Wheat and barley crops can still recover if rain falls by the end of June, which would also drop feed prices.
“You have to take this in perspective and look at your own operation,” Good said.
Options exist to get cash through federal and provincial programs.
The federal tax deferral program allowed farmers who sold 15 to 30 percent of their breeding herd to defer 30 percent of the revenue to the following year. Ninety percent of sales can be deferred if the herd was reduced by more than 30 percent.
Alberta Financial Services Corp. handles farm loans, safety nets and insurance programs. Neal Besplug, a loan officer with AFSC, said calls are already coming in to discuss options.
Alberta’s farm loan program can lend up to 80 percent of assets pledged for security. A producer can borrow up to $5 million for a 20 year term depending on the assets. Longer terms are provided if land is the security rather than equipment. Interest rates are posted every Monday.
Disaster assistance loans allow up to $1 million to be borrowed with interest at five percent for a maximum term of 10 years. It can cover disasters or when market prices drop below 30 percent of a long-term average.
For loan information, call 800-396-0215.
Hay insurance had to be purchased in February, but it can offer eligible producers protection when yields fall below what is normally expected. It covers production losses on hay that is baled and reported to crop insurance.
Producers who decide not to cut the hay but graze it instead should notify the insurer five days before this is done to make a claim. People are already doing this because long-term outlooks are not good.
Hay losses are difficult to assess at this time of year because the grass could regrow if the drought breaks.
Moisture deficiency insurance is also available.
If losses continue this year, producers can expect money from the AgriStability program, said Ed Van Dellen of AFSC.
Producers who know they will suffer a loss can file an interim application on estimated losses or wait to file a final claim.
“If you are a corporation and you have a year end that is not Dec. 31 but earlier in the year, those corporations might want to get on the ball right now and start filing to AgriStability and get some relief from that rather than wait,” Good said.

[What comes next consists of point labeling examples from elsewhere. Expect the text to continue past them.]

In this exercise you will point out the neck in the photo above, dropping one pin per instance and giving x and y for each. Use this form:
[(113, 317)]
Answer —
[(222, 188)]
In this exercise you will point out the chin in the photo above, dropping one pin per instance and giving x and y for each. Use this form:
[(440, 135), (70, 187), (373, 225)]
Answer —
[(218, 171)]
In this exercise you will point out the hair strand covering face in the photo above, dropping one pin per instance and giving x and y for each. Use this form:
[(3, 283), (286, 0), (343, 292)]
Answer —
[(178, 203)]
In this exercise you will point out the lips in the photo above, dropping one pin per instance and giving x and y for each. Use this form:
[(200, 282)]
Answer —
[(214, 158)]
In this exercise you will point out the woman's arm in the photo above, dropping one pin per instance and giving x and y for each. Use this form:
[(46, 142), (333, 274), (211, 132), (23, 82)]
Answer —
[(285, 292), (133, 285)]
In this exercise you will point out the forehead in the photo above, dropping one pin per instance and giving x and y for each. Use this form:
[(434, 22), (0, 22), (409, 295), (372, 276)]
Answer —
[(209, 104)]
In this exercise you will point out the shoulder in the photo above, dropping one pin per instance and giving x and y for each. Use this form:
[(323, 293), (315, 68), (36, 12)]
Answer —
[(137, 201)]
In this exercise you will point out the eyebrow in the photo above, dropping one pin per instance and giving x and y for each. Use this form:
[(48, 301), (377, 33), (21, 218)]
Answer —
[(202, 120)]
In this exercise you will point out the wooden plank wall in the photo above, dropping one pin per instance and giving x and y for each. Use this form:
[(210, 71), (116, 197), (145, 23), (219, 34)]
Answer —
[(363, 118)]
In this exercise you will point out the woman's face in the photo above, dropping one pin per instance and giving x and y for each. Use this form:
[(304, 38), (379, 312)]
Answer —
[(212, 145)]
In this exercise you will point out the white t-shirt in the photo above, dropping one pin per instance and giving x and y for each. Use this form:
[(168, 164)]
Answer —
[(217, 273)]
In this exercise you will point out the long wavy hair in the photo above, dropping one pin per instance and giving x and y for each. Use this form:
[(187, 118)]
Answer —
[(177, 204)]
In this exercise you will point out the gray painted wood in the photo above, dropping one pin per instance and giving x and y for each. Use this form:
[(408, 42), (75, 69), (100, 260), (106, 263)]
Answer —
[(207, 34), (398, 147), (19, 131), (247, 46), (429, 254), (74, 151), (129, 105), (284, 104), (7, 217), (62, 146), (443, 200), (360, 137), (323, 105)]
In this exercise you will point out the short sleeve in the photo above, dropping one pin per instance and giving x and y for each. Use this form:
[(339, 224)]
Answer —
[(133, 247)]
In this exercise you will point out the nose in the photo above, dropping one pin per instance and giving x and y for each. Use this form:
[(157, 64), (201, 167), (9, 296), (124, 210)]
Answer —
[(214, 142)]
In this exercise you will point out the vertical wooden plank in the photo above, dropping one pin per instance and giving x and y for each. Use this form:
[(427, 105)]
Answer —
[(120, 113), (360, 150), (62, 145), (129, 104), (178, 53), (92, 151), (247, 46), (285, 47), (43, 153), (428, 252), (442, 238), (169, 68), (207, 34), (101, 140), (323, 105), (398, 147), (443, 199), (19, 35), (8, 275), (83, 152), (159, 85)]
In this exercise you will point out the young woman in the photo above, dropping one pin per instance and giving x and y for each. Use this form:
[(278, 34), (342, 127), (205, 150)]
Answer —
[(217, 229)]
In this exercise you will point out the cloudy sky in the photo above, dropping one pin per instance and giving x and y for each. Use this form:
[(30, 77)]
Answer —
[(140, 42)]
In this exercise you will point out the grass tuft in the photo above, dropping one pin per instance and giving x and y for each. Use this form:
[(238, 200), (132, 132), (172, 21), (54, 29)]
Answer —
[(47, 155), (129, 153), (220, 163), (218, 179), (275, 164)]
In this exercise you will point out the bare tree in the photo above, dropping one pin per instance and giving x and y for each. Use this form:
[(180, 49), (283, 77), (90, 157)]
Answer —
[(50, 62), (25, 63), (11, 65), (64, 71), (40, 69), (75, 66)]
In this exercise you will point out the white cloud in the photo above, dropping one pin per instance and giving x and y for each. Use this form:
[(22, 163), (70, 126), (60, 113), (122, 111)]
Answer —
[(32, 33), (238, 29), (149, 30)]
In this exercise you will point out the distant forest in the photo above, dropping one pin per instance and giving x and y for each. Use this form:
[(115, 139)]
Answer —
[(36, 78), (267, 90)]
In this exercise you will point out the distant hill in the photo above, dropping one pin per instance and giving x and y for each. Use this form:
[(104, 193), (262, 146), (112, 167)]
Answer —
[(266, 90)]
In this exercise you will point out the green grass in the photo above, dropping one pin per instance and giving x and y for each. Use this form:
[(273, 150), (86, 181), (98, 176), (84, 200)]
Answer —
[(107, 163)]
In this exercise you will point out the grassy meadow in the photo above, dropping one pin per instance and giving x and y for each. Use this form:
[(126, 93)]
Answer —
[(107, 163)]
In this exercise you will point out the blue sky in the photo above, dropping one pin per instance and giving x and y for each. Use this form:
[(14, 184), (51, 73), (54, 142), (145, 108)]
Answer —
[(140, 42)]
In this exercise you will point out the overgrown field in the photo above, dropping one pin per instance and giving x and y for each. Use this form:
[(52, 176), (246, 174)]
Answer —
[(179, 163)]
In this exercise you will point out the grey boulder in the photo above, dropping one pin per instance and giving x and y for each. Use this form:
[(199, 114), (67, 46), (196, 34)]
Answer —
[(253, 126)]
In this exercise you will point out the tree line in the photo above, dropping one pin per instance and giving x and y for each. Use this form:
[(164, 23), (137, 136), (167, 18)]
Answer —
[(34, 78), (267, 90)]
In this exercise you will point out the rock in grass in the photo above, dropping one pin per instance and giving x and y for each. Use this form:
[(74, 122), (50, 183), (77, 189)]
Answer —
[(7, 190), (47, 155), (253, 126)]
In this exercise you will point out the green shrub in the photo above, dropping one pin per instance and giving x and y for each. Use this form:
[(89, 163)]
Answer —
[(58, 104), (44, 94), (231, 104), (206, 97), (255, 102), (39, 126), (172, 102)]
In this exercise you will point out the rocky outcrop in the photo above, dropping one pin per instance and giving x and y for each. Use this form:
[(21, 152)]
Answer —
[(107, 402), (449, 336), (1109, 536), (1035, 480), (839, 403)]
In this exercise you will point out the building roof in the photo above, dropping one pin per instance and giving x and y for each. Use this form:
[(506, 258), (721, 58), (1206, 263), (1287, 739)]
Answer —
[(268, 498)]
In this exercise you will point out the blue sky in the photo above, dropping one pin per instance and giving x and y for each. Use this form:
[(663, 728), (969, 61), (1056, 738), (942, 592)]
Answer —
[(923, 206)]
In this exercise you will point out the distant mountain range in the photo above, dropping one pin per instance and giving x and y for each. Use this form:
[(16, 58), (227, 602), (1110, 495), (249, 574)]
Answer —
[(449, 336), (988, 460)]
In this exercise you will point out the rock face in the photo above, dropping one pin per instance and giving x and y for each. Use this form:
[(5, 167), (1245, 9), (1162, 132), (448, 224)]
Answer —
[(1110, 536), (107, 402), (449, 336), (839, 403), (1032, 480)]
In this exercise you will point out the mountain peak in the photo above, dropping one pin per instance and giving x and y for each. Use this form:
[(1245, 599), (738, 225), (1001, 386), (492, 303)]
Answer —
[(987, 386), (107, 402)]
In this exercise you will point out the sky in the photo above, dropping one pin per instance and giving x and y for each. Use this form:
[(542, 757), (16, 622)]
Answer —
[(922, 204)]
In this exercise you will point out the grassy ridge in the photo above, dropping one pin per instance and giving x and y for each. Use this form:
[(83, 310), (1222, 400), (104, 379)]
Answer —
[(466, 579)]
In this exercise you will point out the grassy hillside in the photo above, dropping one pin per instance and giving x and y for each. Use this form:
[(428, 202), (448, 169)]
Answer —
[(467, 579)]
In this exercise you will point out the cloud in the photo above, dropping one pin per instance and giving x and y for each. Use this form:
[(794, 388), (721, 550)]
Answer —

The interim claim will trigger a 50 percent payment for the estimated losses, but producers may have to repay the claim when the final application is reviewed if the situation changes for the better.
“This is one of the risks of doing an interim. It is a stab in the dark,” he said.
Producers need to complete the 2008 claim before applying for a 2009 payment.
Good urged producers to file early because the first applications to appear are handled first.